You can transform the intrinsics to make it the same as the cameras in training, as in demo.py
@weihaosky @Tord-Zhang I have the same question. I tried reading the demo.py but I am confused about where exactly I should make changes in eval.py/ train.py/ test.py if I want to train and evaluate on my own dataset. Also there is a variable called 'focal' in dataloader set to 518.8579. Could you please explain where exactly it is used? -- I might have missed it but could not find where exactly it is being used. Any help of this would be greatly appreciated. Thanks a lot!
Kalyani
It seems like the focal value from the NYU intrinsic parameters were used in the KITTI Dataloader, is this correct?

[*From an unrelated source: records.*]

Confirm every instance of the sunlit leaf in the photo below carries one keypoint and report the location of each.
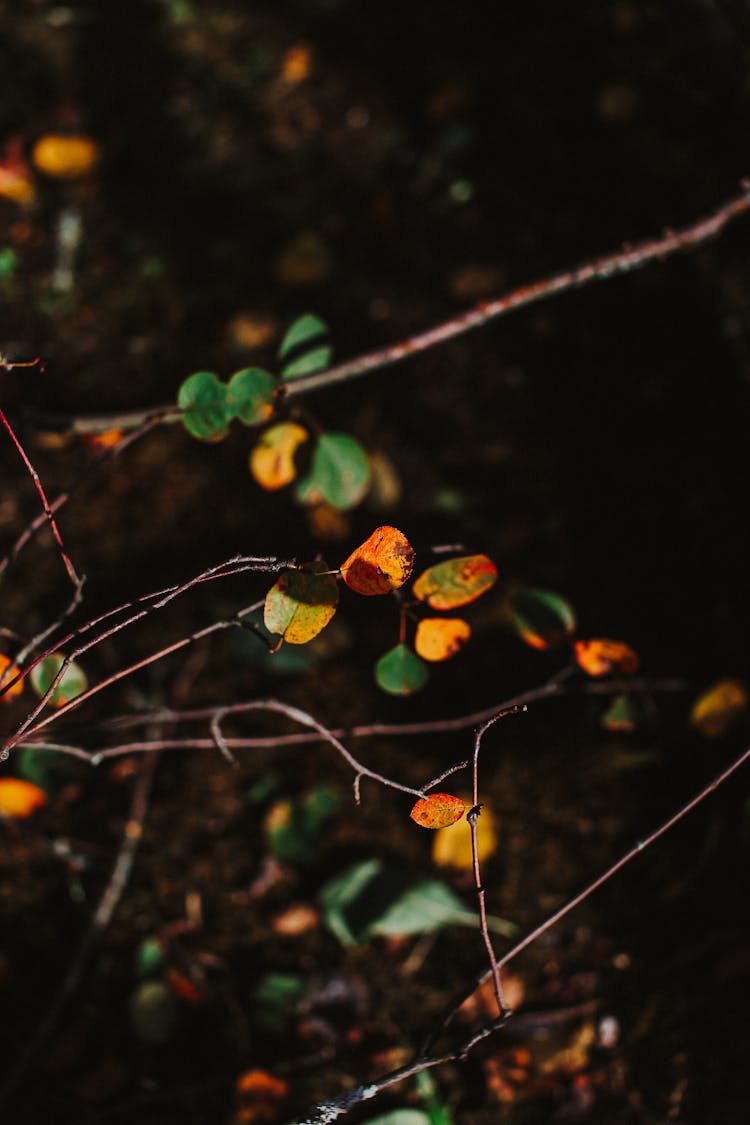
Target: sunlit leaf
(19, 799)
(8, 672)
(441, 638)
(301, 603)
(65, 156)
(621, 716)
(541, 618)
(720, 708)
(72, 683)
(452, 847)
(601, 656)
(260, 1085)
(250, 395)
(340, 473)
(382, 563)
(457, 582)
(202, 398)
(305, 348)
(439, 810)
(272, 459)
(295, 829)
(400, 672)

Why is this the case? Maybe I have overlooked something.
NYU camera intrinsic values shown in BTS:
https://github.com/cleinc/bts/blob/dd62221bc50ff3cbe4559a832c94776830247e2e/pytorch/bts_live_3d.py#L87
NYU camera intrinsics in KITTI dataloader:
It seems like the focal value from the NYU intrinsic parameters were used in the KITTI Dataloader, is this correct? Why is this the case? Maybe I have overlooked something.
NYU camera intrinsic values shown in BTS: https://github.com/cleinc/bts/blob/dd62221bc50ff3cbe4559a832c94776830247e2e/pytorch/bts_live_3d.py#L87
NYU camera intrinsics in KITTI dataloader:
This parameter is not used
Ok thank you for the clarification! How does the network predict metric depths without the focal parameter? Or is the focal information loaded and used somewhere else?
Thank you for the quick response!
Ok thank you for the clarification! How does the network predict metric depths without the focal parameter? Or is the focal information loaded and used somewhere else?
Thank you for the quick response!
The focal parameter for one training dataset is the same, so there is no need to input the focal parameter.
As far as I see, the parameters are slightly different across the KITTI dataset, for the test they are all the same: 721.5377
https://github.com/aliyun/NeWCRFs/blob/d327bf7ca8fb43959734bb02ddc7b56cf283c8d9/data_splits/eigen_test_files_with_gt.txt
But the train images have slightly different focal parameters
https://github.com/aliyun/NeWCRFs/blob/d327bf7ca8fb43959734bb02ddc7b56cf283c8d9/data_splits/eigen_train_files_with_gt.txt
Networks could handle this small difference.
Yes, that makes sense.